In the past year, the Sag Harbor School District’s lunch program dipped into red ink, according to district business manager Len Bernard. But, says Bernard, the cafeteria’s books will be brought into the black this year by raising food prices and utilizing better tracking and accounting systems.
Over the course of the 2008-2009 school year, the overall cost of serving breakfast and lunch was around $95,300 with a $6,700 deficit. This debt, contended Bernard to the board back in February, included the purchase of a new cash register, software and trays, which will lead to later efficiencies. If these items were taken off the balance sheet, said Bernard, then the program would have been fiscally solvent last year.

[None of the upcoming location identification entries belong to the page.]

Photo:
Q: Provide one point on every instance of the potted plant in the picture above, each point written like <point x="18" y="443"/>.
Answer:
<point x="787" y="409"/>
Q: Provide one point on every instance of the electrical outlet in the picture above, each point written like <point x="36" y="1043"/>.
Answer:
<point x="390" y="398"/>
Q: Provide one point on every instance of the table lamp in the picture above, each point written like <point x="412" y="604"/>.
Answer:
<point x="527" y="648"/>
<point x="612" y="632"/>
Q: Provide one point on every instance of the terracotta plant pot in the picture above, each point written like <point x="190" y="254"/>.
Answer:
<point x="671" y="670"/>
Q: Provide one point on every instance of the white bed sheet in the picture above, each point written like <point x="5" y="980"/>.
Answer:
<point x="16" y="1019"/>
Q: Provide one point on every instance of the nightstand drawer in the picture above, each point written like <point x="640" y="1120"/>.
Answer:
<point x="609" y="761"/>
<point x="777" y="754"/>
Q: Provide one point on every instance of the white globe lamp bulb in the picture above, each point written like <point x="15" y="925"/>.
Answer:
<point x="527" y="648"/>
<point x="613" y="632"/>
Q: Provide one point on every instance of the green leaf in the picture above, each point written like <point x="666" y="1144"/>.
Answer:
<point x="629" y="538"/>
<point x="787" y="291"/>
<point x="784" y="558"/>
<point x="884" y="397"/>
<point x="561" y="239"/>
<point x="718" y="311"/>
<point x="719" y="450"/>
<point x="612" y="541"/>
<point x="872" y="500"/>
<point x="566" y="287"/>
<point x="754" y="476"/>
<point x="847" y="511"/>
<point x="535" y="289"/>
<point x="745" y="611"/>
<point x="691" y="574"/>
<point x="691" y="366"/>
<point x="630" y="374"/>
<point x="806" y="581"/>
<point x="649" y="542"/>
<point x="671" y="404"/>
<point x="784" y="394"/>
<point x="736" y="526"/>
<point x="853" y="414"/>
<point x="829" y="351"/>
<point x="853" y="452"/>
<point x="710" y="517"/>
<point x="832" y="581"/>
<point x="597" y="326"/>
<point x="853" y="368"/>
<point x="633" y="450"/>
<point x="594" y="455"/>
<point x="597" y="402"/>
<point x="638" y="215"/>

Beginning in the fall, the price for a complete lunch will be $3.75 for students and $5.50 plus tax for staff. Last year, student’s lunch was $3.50. Breakfast will cost $2, raised from the current price of $1, and an additional 50 cents will be added to the price of a la carte items.
The program’s budget for the coming school year includes raises for cafeteria staff and a four percent increase for the cost of food.
By utilizing a point of sale (POS) system, students will be able to pay with cards, which can be swiped at the register. However, warned Bernard, outstanding balances are capped at $25 and parents will receive a bill at the end of each month.
In addition to streamlining the payment process, Bernard plans to install additional vending machines and provide more bag lunches to teachers and traveling athletes as a way to generate revenue, although these monies weren’t included in the 2009-2010 projections.
Fact Finder’s Report
Last week, fact finder Elliott Shriftman released his report regarding contract negotiations between district teachers and the school board. At the business meeting on Monday, members of the board briefly discussed their initial rejection of the report based on the grounds that it didn’t address all of the issues at hand. The board, however, will meet again in executive session on Thursday to once again discuss the contract negotiations and are expected to bring the teachers back to the table on September 2.
“We were hopeful the recommendations would have indicated a path towards a mutual satisfying settlement. [The report] didn’t make recommendations on all issues,” reported school superintendent Dr. John Gratto. “We are where we were before.”
However, Parent Teacher Association member Chris Tice felt it would be a waste for the school to abandon the findings and wondered if the district had any recourse to have Shriftman elaborate on the other issues missing from the report.
Shriftman was hired by the Public Employees Relations Board (PERB) not the district. Although the district could hire Shriftman as a mediator, board president Walter Wilcoxen seemed reluctant to do this, but said Shriftman had mentioned an interest in doing some pro bono work for the district.
Wilcoxen was also perplexed by the fact that Shriftman was given only three days to complete his research and write the report. Jim Kinnier, a teacher and negotiator for the Teacher’s Association of Sag Harbor, countered that he knew in advance the fact finder had three days to finish his work.
Former teacher and Sag Harbor school board member, Walter Tice said in his experience fact finder reports often leave out certain auxiliary issues to instead focus on the “controversial issues that are dividing the parties.”
— The board announced it will not go forward with an energy efficiency contract, and instead will combine several items from this contract with the bond resolution for other facility repairs and renovations. According to Dr. Gratto, the board will know the final bond amount by September 14.
— Although he doesn’t have specific numbers, Dr. Gratto reported enrollment will be up by around 30 students in both the elementary school and the middle and high school in the fall.
— Business manager Len Bernard said three bus routes, Ross School elementary and high school and Pierson High School, will be combined this fall using the bus recently purchased by the district. Bernard reported that the measure would save the district around $100,000.